Key Concepts

Flows

A flow is the central unit of work in PromptShuttle. It groups versioned prompt templates, model configurations, and tool assignments into a single deployable unit.

Each flow has:

  • A slug name (e.g. product_description) used in API URLs

  • A title for display in the UI

  • One or more versions, each containing prompt templates

  • Active versions pinned to environments (e.g. version 3 is active in production)

Templates

A prompt template is a prompt with parameter placeholders. Each flow version contains one or more templates.

You are a [[role]]. Summarize the following text in [[language]]:

[[input_text]]

Parameters use [[double_brackets]] and are substituted at execution time. Templates can reference other templates by name for composition.

Each template also configures:

  • Model — which LLM to use (e.g. openai/gpt-4o, anthropic/claude-sonnet-4-20250514)

  • Temperature — creativity control

  • Tools — function-calling tools available to this template

  • Response schema — optional JSON Schema for structured outputs

  • Fallbacks — ordered list of fallback models if the primary fails

See Templates & Parameters for the full reference.

Versions

Prompt templates are grouped into versions. A version is an immutable snapshot of all templates in a flow (once activated). The lifecycle is:

  1. Create a new editable version (or fork an existing one)

  2. Edit templates, models, and tools

  3. Activate the version for an environment

Once activated, a version becomes read-only. To make changes, fork it into a new version.

Environments

Environments (e.g. development, staging, production) control which version of a flow runs when. Each flow has an ActiveVersions map:

When executing a flow, pass "environment": "production" to use the version pinned to that environment. You can also promote versions from one environment to another in bulk.

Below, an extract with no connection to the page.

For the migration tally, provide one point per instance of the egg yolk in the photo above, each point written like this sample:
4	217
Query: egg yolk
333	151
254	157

See Environments for details.

Execution modes

Flows support two execution modes:

  • Direct (default) — Runs the entrypoint template directly.

  • Route — An LLM classifier reads the user input and selects the best template based on each template's description. Useful for flows that handle multiple intents (e.g. a customer support flow with templates for billing, technical help, and general inquiries).

Tools

Tools extend what an LLM can do during execution. PromptShuttle supports five tool types:

Type
Description

External

HTTP endpoint called with query parameters. Supports environment-specific URL overrides.

Virtual

Provider-native capabilities (e.g. web_search, code_interpreter).

Agent

Invokes another prompt template as a sub-agent, enabling multi-agent orchestration.

CritiqueLoop

Runs a producer/critic loop: one flow generates, another critiques, iterating to refine.

MCP

Calls tools from a connected Model Context Protocolarrow-up-right server.

When a template has tools assigned, PromptShuttle automatically manages the tool-calling loop: the LLM returns tool calls, PromptShuttle executes them, appends results, and re-invokes the LLM until the model is done.

Model routing

Model routing lets you configure tenant-level rules for model selection:

  • Aliases — Map friendly names to specific models (e.g. default -> openai/gpt-4o)

  • Fallback chains — If model A fails, try model B, then C

  • Cost optimization — Prefer cheaper models when quality is equivalent

Routing rules are evaluated in order: request override > template config > tenant routing rules > defaults.

Credits and cost tracking

PromptShuttle tracks costs in credits (1,000,000 credits = $1 USD). Every request logs:

  • Token usage (input, output, reasoning, cached)

  • Cost per inference

  • Cumulative cost across agent trees

  • Per-customer attribution

You can set per-request cost ceilings and tenant-level budget alerts with webhook notifications.

Multi-model format

Models are referenced as provider/model-name:

List all available models and their capabilities via GET /api/v1/models/descriptors.